Scientists unveiled first picture of a black hole


Of all the forces or objects in the Universe that we cannot see – dark energy and dark matter – none has excited human curiosity so much as the invisible maws that shred and swallow entire stars like so many specks of dust, known as black holes. The world recently saw the first picture of a black hole.

This April (2019), astronomers across the globe held six major press conferences simultaneously to announce the first results of the Event Horizon Telescope (EHT), which was designed precisely for that purpose. It has been a long wait.

Astronomers began speculating about the omnivorous “dark stars” in the 1700s, and since then indirect evidence has slowly accumulated.
“More than 50 years ago, scientists saw that there was something very bright at the centre of our galaxy,” Paul McNamara, an astrophysicist at the European Space Agency and an expert on black holes, told AFP.
“It has a gravitational pull strong enough to make stars orbit around it very quickly – as fast as 20 years.”
To put that in perspective, our Solar System takes about 230 million years to circle the centre of the Milky Way.
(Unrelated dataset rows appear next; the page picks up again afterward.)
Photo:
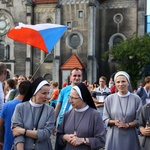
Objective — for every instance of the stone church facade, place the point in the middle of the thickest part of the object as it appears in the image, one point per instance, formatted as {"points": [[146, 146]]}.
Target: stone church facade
{"points": [[93, 27]]}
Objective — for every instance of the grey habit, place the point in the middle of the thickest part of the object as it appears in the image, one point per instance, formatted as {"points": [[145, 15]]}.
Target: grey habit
{"points": [[142, 121], [87, 124], [122, 139], [25, 115]]}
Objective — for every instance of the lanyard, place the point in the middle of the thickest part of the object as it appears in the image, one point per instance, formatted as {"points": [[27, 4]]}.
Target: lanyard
{"points": [[123, 113]]}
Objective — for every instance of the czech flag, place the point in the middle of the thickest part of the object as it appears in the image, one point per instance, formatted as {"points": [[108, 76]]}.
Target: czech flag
{"points": [[42, 36]]}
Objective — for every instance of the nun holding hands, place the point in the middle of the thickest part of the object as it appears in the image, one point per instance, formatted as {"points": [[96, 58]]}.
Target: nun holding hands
{"points": [[121, 115], [33, 120], [82, 127]]}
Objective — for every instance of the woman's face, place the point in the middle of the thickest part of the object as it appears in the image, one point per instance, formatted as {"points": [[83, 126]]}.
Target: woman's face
{"points": [[20, 79], [122, 84], [75, 100], [42, 96]]}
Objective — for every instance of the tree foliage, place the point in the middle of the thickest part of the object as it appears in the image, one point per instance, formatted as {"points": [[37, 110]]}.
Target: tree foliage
{"points": [[132, 55]]}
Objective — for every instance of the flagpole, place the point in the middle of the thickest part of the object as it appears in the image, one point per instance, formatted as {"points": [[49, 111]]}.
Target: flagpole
{"points": [[40, 65]]}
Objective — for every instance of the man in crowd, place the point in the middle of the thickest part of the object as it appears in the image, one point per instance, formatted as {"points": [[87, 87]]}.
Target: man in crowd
{"points": [[63, 102], [3, 73], [100, 93]]}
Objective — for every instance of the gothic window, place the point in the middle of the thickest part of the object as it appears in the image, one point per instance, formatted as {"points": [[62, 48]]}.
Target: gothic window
{"points": [[74, 40], [4, 51], [118, 18], [48, 20], [80, 14], [117, 40], [69, 24]]}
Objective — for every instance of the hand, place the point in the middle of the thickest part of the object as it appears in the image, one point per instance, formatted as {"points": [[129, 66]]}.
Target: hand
{"points": [[54, 131], [75, 141], [17, 131], [120, 124]]}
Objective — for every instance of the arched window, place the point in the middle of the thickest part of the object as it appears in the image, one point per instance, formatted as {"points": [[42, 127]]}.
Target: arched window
{"points": [[4, 51], [117, 40], [48, 20]]}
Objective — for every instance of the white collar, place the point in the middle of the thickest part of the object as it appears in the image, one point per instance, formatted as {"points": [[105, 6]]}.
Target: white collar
{"points": [[124, 95], [34, 104], [82, 109]]}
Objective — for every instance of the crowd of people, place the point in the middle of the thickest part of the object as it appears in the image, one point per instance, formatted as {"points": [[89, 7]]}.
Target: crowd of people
{"points": [[81, 115]]}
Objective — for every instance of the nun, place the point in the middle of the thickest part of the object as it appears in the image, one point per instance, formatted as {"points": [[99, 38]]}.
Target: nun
{"points": [[121, 113], [82, 127], [33, 120]]}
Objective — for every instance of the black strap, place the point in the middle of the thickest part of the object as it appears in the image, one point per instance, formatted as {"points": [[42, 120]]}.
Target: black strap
{"points": [[33, 147], [39, 116]]}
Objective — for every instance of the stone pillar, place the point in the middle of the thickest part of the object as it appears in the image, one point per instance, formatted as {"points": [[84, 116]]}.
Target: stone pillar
{"points": [[141, 17], [29, 11], [56, 62], [91, 64]]}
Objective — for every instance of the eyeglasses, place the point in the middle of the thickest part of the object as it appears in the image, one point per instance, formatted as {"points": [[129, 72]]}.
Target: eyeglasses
{"points": [[73, 97], [76, 75]]}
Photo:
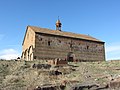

Eventually, astronomers speculated that these bright spots were in fact “black holes” – a term coined by American physicist John Archibald Wheeler in the mid-1960s – surrounded by a swirling band of white-hot gas and plasma.
At the inner edge of these luminous accretion disks, things abruptly go dark.

“The event horizon” – a.k.a. the point-of-no-return – “is not a physical barrier, you couldn’t stand on it,” McNamara explained.
“If you’re on the inside of it, you can’t escape because you would need infinite energy. And if you are on the other side, you can – in principle.”


At its centre, the mass of a black hole is compressed into a single, zero-dimensional point.
The distance between this so-called “singularity” and the event horizon is the radius, or half the width, of a black hole.

The EHT that collected the data for the first-ever image is unlike any ever devised.
“Instead of constructing a giant telescope – which would collapse under its own weight – we combined several observatories as if they were fragments of a giant mirror,” Michael Bremer, an astronomer at the Institute for Millimetric Radio Astronomy in Grenoble, told AFP.

In April 2017, eight such radio telescopes scattered across the globe – in Hawaii, Arizona, Spain, Mexico, Chile, and the South Pole – were trained on two black holes in very different corners of the Universe to collect data.

The black hole that was photographed is in an elliptical galaxy known as M87. One reason this was studied is light smog within the Milky Way.
“We are sitting in the plain of our galaxy – you have to look through all the stars and dust to get to the centre,” said McNamara.

The data collected by the far-flung telescope array still had to be collected and collated.
“The imaging algorithms we developed fill the gaps of data we are missing in order to reconstruct a picture of a black hole,” the team said on their website.

Breakthrough observations in 2015 that earned the scientists involved a Nobel Prize used gravitational wave detectors to track two black holes smashing together.
As they merged, ripples in the curvatures of time-space creating a unique, and detectable, signature.

“Einstein’s theory of general relativity says that this is exactly what should happen,” said McNamara.
But those were tiny black holes – only 60 times more massive than the Sun – compared to either of the ones under the gaze of the EHT.
“Maybe the ones that are millions of times more massive are different – we just don’t know yet.”

“Black holes are the most mysterious objects in the Universe,” Sheperd Doeleman, the project director of the Event Horizon Telescope, said at the press conference. “We’ve been at this for so long,” Doeleman continued. “When you work at this field for a long time, you get a lot of intermediate results. We could have seen a blob – and we have seen blobs. We could have seen something that was unexpected. But we didn’t see something that was unexpected. We saw something so true. We saw something that really had a ring to it.”

As mentioned above, the picture, a circular black shadow encircled by a bright orange ring, shows the black hole at the center of the huge galaxy Messier 87 (M87), which is located about 55 million light-years from Earth.

The black hole in this galaxy has a mass that the Event Horizon Telescope researchers estimate to be 6.5 billion times more massive than our Sun. “M87’s huge black hole mass makes it really gigantic, even by supermassive black hole standards,” Sera Markoff, an astrophysicist at the University of Amsterdam, said at the press conference. “You’re basically looking at a supermassive black hole that’s almost the size of our entire Solar System.”